I've been loving watch Alex's new project course - this is stellar and I recommend everyone watch it!
There was one slide however that troubled me and caused me to question whether or not if my project from a company that I founded was considered good enough. My projects were actually in the spaces of what was seen as "trendy," AR VR, AI and web3/blockchain/crypto (it was with an actual company and had users).
Would this still be equally weighted as significant as a mobile app since we were also building accounting software (this was for Hollywood executives)? I think from the video, I felt like I was being put down for working in this industry when I've been in it for about 10 years, so I was taken aback with this as an example.
Was the point he was trying to make that any application regardless of tech stack matters less because it doesn't hit 10K users, vs. something more technically complicated that has less users (but nonetheless makes money and has users)? Even if an app has 10K users, but has no one paying (like an open source project), is that also considered worthy or the same as a side project that has paid users on mobile/web/other platforms?
from what ive heard paid users are way way way harder to get than free users.
https://x.com/levelsio/status/1852353692332114248
here levelsio (THE indie hacker guy making $250k MRR with indie projects) says 1000x probs exaggerated for clickbait purposes but nevertheless any paid user is way way more impressive than free users
Ya, I feel like that's why when I saw the dismissive tone for the AR VR, NFT, blockchain stuff, I'm like uh but what if I had paid users? Yes, way way harder to get, trust me, and for something with that level complexity, I feel like it's like level 3 and paid = way harder to do than level 1 (click this button and get a food recommendation app). I'm actually trying to work on another app querying the Yelp and DoorDash API with Autogen, but this would be a free app to use, still slightly more complex pre-GPT days, but ya...
Sorry, I probably could have framed this better. What I wanted to get across is that solely building within a trendy space like genAI/blockchain won't automatically gain you "impressiveness" points. The inspiration is that I've seen so many engineers whip up lazy AI/ML side projects, apply to OpenAI, get rejected immediately, and then wonder why their cool AI/ML side project didn't mean anything.

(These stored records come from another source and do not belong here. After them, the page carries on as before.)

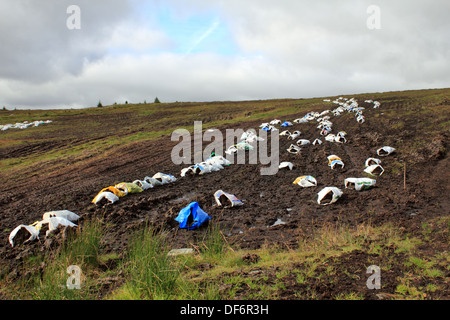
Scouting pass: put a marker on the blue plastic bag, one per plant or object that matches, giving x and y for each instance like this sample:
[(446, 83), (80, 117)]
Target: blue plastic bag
[(192, 216)]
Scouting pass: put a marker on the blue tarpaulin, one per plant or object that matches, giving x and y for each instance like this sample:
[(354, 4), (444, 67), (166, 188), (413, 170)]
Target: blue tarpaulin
[(192, 216)]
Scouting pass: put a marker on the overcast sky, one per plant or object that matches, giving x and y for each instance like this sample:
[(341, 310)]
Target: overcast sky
[(210, 50)]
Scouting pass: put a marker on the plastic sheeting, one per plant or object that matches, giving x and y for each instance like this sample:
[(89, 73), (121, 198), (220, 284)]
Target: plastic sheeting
[(328, 195), (293, 149), (220, 196), (306, 181), (375, 170), (385, 151), (29, 231), (359, 183)]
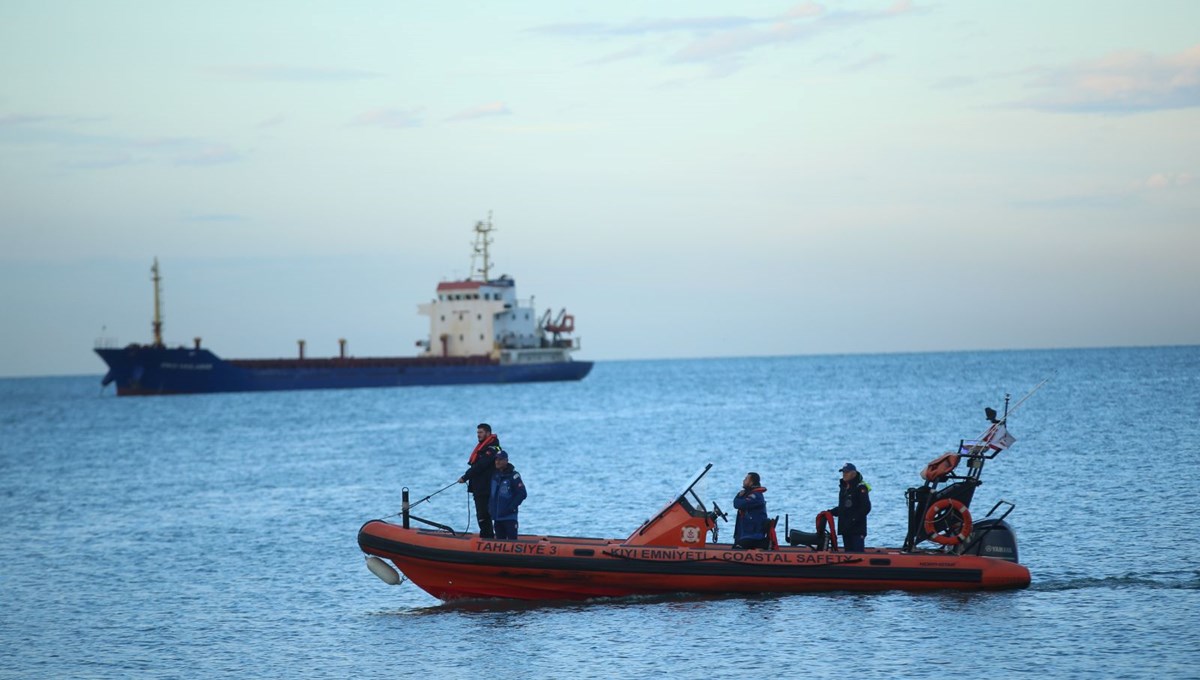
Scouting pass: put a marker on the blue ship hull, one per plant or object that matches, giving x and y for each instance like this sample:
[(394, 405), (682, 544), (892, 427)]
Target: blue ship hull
[(147, 369)]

At the end of the day, follow your passion - That's pretty much the entire point of the course. If you genuinely like the genAI/AR/VR/blockchain space and can find an organic problem within that space to solve, go build something cool there. The failure mode I want people to avoid is trying to make these big brain calculations to engineer something specifically to impress a company, which is usually something they aren't actually interested in. When your sole reason behind a side project is this ulterior motive to get a job, things fall apart pretty fast.
As Thoughtful Tarodactyl mentioned, it's way harder to get a paid user vs. a free user. I think 1000x is exaggerated, but I would put it in the ballpark of 25x to 100x harder. This is why I don't think it's worth making a side project paid, and I think it hurts for interviews as well.
Humans are naturally attracted to big numbers. In a vacuum, I think 10,000+ users overall is more impressive than 500 paid users to the average recruiter, even though it's very possible the 500 paid users were harder to get.
There are nuances like how much revenue you're making per paid user, but for most people building side projects (i.e. more junior engineers), I think you should just optimize for being big. You'll get more relevant learnings, and it'll look better on a portfolio for hiring.
Wouldn't this depend on framing though? For example if your 500 paid users are on a $10/month subscription, that means you're generating $60K ARR, which, for a side project, is pretty impressive.
Yep, stuff like ARPU is one of those nuances. Recurring revenue in particular is very impressive. However, subscriptions massively increase the technical and business complexity of a product, which is why I largely recommend against it in the course, particularly for junior folks.